Our idea of modern etiquette can seem like a bunch of rules of dos and don’ts, but really, it can be as simple as saying please and thank you, showing respect for our country, and not using hurtful words.  It can be as easy as knowing that you should show good sportsmanship and honor your father and mother.  It is as basic as thinking before you act and speak.  Manners are the outward expression of what is on the inside of you- what is in your heart and mind.  You manners show others what kind of character you have.

Manners are actually very useful and if you study the origins (the beginnings) of most of them, you will find that they actually make a lot of sense!  That’s right: they are based on intelligent and sensible reasonings.  One thing is certain, however: manners should never be used to exclude others.  “If you ever find yourself in a situation in which following a formal [etiquette] rule would be manifestly unkind, forget it, and be kind instead.” said Eleanor Roosevelt, in her book “Eleanor Roosevelt’s Book of Common Sense Etiquette”.
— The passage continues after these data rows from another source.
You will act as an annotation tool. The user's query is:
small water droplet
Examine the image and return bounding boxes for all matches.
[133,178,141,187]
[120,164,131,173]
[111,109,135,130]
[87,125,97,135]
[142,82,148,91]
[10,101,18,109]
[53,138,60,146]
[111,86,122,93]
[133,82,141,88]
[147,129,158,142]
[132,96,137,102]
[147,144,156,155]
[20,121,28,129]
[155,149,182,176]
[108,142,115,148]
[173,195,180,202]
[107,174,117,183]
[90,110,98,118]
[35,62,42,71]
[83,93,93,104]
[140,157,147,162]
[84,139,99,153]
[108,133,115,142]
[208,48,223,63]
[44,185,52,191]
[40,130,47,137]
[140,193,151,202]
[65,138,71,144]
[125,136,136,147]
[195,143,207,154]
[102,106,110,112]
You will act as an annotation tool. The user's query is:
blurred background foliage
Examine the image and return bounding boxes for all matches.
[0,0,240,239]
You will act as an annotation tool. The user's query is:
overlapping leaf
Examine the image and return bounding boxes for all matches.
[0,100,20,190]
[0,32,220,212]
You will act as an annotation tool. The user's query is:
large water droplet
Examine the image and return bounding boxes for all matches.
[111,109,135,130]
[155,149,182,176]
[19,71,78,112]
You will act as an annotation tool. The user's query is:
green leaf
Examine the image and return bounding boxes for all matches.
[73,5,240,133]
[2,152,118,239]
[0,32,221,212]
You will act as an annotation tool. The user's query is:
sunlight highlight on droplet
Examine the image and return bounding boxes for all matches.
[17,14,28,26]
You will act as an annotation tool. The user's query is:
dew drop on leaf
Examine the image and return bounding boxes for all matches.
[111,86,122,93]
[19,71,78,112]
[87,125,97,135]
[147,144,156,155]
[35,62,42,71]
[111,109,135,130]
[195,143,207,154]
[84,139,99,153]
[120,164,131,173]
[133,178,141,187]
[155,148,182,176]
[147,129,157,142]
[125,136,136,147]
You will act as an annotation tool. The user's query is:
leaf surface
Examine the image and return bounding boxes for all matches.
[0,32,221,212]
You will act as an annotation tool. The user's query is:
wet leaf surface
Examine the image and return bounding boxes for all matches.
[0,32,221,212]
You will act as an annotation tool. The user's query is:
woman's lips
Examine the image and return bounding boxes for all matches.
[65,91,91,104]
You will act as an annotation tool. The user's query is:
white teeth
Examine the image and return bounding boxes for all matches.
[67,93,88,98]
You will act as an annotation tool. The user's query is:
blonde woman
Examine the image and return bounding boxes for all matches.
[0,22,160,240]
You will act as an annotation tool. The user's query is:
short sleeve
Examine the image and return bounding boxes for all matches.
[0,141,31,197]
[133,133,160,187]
Fundamentally, etiquette is and always has been about respect for others, whether it is for our parents, friends, teachers, or even strangers; it is a way of looking at the world. Using manners is at the most basic level a reflection of the way we feel about ourselves.  Manners start in your head, but if you keep them in your heart, as well, you will never embarrass yourself nor will you ever hurt or embarrass someone else. Ralph Waldo Emerson said, “Manners are the happy way of doing things…” I think that says why manners are important best.